반도체 AI 보안 인더스트리 4.0 SDV 스마트 IoT 컴퓨터 통신 특수 가스 소재 및 장비 유통 e4ds plus

NVIDIA Breaks New Ground in AI Data Center Productivity and ROI

기사입력2025.10.14 09:04


Blackwell's performance is proven in the InferenceMAX benchmark.

NVIDIA, a leader in AI computing technology, has transformed the AI inference market by demonstrating that AI data center performance can be converted into profit.

NVIDIA announced on the 13th that its next-generation AI platform, Blackwell, achieved the highest performance and efficiency in the newly announced InferenceMAX v1 benchmark.

This result is being evaluated as a case study that dramatically improved the productivity and return on investment (ROI) of AI data centers based on full-stack co-design of hardware and software.

A $5 million investment in an NVIDIA GB200 NVL72 system could generate $75 million in token revenue, representing a 15x ROI.

This demonstrates that AI inference is moving beyond mere technology and becoming a core infrastructure that creates real business value.

InferenceMAX v1 is a standalone benchmark published by SemiAnalysis that measures total compute costs based on real-world scenarios, demonstrating Blackwell's performance leadership.

In particular, through collaboration with open source-based models such as GPT-OSS 120B, Rama 3 70B, and DeepSearch R1, we are implementing optimal performance in large-scale inference environments.

TensorRT LLM v1.0 is available for 1.80 Blackwell B200 systems and NVLink switches.The throughput of the GPT-OSS model was dramatically improved by utilizing 0 GB/s bandwidth.

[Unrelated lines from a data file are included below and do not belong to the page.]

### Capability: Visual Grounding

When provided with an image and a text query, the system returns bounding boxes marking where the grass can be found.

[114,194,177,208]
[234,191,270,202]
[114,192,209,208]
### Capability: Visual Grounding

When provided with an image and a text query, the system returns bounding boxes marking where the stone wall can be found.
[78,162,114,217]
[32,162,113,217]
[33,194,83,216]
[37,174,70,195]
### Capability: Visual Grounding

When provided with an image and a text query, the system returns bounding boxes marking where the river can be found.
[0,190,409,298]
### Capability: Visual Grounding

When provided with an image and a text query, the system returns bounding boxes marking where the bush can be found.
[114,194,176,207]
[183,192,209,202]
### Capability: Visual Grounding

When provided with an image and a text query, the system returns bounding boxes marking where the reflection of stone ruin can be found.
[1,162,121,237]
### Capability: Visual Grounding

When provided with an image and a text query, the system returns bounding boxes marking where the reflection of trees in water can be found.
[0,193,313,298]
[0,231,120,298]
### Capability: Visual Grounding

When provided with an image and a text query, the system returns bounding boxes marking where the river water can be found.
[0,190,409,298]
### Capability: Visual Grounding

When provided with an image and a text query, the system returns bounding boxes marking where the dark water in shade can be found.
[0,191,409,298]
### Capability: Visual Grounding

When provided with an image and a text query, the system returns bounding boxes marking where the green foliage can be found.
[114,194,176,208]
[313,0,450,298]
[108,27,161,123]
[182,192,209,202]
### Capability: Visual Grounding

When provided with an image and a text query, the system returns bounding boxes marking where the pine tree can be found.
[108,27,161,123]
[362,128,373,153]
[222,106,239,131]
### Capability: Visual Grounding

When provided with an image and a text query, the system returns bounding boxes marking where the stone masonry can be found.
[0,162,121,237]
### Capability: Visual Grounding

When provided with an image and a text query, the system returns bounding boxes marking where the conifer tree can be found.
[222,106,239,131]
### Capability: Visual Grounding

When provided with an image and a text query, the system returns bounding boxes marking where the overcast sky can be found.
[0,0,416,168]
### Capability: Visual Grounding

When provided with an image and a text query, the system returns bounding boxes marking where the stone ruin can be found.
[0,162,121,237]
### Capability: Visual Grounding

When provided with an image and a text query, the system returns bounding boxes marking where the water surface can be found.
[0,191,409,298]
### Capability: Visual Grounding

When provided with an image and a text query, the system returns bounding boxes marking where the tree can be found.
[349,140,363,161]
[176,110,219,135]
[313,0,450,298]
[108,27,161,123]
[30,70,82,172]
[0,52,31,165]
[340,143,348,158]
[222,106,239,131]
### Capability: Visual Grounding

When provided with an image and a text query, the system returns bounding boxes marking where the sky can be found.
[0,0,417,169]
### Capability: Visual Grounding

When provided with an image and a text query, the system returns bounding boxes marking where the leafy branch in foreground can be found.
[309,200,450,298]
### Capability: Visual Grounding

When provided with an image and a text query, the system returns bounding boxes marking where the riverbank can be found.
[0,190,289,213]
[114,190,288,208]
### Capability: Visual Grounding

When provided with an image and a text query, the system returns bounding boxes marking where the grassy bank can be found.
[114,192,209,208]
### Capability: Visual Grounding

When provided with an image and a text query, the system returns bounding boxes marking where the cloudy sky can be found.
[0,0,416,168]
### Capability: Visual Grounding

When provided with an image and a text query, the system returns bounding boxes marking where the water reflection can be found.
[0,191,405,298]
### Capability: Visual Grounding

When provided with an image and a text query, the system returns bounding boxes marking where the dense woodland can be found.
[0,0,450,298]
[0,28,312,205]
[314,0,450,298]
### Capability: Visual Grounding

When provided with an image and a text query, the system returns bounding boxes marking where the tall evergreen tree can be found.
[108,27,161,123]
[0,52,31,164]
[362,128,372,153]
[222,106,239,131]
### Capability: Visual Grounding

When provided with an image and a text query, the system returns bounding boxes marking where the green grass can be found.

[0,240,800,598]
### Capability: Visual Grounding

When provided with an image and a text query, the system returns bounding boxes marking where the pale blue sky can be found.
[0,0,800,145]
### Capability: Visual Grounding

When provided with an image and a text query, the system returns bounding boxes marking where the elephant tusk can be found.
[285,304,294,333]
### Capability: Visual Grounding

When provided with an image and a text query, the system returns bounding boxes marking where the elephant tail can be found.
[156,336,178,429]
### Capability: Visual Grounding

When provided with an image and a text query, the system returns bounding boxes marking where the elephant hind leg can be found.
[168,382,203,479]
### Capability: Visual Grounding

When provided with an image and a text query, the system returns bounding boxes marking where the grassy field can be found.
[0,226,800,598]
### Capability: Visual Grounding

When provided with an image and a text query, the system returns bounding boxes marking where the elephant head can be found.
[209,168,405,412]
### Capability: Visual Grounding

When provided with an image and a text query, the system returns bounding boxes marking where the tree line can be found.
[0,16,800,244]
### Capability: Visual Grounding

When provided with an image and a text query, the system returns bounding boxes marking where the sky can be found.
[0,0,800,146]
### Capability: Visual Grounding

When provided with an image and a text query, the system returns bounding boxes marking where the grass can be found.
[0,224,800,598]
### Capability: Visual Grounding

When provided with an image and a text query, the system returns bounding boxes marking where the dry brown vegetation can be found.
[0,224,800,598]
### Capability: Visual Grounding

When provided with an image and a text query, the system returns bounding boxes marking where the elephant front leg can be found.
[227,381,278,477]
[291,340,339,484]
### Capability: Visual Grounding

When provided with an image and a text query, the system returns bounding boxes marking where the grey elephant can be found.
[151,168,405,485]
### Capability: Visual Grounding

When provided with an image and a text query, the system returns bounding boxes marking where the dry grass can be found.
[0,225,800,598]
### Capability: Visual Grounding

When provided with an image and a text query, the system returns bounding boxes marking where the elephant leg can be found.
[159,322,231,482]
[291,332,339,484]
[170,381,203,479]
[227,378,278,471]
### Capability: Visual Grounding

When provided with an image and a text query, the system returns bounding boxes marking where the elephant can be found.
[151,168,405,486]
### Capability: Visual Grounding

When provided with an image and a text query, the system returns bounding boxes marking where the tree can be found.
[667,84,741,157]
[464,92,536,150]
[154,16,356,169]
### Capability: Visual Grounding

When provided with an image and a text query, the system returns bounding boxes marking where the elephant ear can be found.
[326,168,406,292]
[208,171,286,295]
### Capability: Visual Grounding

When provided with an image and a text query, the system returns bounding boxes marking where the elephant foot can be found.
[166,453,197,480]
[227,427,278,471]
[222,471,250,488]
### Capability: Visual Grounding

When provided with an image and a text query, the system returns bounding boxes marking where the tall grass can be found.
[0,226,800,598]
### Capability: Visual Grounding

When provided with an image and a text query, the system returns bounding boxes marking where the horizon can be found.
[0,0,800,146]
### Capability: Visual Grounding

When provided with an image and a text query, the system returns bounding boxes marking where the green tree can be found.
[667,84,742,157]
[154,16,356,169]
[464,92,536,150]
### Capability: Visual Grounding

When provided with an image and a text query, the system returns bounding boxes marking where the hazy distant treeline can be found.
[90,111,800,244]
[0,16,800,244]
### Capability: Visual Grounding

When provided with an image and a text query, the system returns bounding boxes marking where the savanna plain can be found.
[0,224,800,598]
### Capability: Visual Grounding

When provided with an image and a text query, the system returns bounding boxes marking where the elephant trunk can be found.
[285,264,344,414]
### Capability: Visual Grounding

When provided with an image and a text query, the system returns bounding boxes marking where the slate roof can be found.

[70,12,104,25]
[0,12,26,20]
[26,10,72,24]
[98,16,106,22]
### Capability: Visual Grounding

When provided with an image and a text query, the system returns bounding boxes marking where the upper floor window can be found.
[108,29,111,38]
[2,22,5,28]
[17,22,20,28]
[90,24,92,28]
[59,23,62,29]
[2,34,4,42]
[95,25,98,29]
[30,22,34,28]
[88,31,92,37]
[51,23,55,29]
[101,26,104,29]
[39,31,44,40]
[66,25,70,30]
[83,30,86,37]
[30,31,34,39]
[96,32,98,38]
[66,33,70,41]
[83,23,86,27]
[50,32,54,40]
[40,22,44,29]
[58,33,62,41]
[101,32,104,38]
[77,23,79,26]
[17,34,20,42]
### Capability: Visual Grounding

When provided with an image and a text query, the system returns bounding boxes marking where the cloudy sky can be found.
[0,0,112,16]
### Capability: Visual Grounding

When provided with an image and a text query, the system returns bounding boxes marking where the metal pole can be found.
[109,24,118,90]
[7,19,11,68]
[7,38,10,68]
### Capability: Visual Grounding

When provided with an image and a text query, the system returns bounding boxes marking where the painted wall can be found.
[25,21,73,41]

In particular, the gpt-oss-120b-Eagle3-v2 model, which introduced speculative decoding technology, achieved 100 TPS per user and increased the processing speed to up to 30,000 TPS per GPU.

Blackwell delivers over 10,000 TPS per GPU, 4x the throughput of the H200.

Maximizes the economics of AI deployment by achieving 10x higher throughput per megawatt and 15x lower cost per million tokens even in power-constrained environments.

InferenceMAX applies the Pareto Frontier approach to balance data center throughput, responsiveness, cost, and energy efficiency, ensuring the best ROI for real-world workloads.

This demonstrates the strength of Blackwell's full-stack design, which differentiates it from systems optimized for a single scenario.

Blackwell is based on an architecture comprised of the NVFP4 low-precision format, fifth-generation NVLink, and highly parallel processing algorithms, and is continuously improving performance through collaboration with open-source frameworks such as TensorRT-LLM, Dynamo, SGLang, and vLLM.